I just finished studying Julia (and most importantly the performance tips!). I realized that the use of global vars makes the code slower. The counter-measure to that was to pass as many variables as possible to arguments of functions. Therefore I did the following test:
x = 10.5 #these are globals
y = 10.5
function bench1() #acts on global
z = 0.0
for i in 1:100
z += x^y
end
return z
end
function bench2(x, y)
z = 0.0
for i in 1:100
z += x^y
end
return z
end
function bench3(x::Float64, y::Float64) #acts on arguments
z::Float64 = 0.0
for i in 1:100
z += x^y
end
return z
end
@time [bench1() for j in 1:100]
@time [bench2(x,y) for j in 1:100]
@time [bench3(x,y) for j in 1:100]
I have to admit that the results were extremely unexpected, and they are not in agreement with what I have read. Results:
0.001623 seconds (20.00 k allocations: 313.375 KB)

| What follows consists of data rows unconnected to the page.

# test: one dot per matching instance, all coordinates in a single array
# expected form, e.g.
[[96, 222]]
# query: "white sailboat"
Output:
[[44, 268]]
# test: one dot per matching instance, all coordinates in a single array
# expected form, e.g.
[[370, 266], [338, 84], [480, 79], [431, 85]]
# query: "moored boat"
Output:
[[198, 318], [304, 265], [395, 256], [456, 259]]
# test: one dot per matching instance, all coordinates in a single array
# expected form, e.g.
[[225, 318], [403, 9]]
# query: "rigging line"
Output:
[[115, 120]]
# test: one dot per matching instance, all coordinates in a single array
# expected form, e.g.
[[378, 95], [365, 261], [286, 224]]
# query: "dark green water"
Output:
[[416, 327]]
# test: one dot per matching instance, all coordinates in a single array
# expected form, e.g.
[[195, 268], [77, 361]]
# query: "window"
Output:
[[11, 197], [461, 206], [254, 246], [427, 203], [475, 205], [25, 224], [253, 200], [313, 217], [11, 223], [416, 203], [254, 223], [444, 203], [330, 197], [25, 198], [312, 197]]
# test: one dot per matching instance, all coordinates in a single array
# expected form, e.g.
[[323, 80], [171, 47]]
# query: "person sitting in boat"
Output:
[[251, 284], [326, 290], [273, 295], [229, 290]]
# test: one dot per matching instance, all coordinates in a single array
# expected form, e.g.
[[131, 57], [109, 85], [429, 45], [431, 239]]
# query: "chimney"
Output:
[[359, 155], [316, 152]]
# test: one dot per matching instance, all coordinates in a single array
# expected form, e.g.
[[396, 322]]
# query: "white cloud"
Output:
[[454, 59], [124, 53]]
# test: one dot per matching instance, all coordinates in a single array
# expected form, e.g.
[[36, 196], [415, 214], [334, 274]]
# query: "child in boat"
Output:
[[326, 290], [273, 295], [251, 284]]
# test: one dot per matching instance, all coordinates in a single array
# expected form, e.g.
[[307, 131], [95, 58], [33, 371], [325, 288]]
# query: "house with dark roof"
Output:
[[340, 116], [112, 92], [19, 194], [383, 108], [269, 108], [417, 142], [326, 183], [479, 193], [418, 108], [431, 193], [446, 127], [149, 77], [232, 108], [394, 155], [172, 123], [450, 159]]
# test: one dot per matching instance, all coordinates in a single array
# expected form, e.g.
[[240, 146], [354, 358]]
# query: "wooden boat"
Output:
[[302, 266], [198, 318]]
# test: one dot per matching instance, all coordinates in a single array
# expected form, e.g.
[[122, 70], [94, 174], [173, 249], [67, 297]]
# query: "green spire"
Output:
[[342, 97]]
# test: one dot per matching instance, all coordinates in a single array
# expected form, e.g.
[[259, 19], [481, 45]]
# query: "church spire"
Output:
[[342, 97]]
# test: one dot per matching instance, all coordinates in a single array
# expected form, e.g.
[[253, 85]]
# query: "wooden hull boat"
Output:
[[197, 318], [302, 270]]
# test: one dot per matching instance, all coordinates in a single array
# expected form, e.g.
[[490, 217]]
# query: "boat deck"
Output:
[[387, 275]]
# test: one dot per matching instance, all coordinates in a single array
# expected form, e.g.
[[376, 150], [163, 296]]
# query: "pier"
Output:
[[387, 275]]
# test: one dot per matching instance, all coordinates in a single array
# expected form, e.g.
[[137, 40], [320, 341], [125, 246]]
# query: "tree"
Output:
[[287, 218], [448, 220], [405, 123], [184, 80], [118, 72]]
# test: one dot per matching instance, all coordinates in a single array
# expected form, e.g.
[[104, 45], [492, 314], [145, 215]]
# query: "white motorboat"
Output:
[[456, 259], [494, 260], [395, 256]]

0.003628 seconds (2.00 k allocations: 96.371 KB)
0.002633 seconds (252 allocations: 10.469 KB)
The average results are that the first function, which acts on global variables directly is always faster by about a factor of 2, than the last function which has all the proper declarations AND does not act directly on global variables. Can someone explain to me why?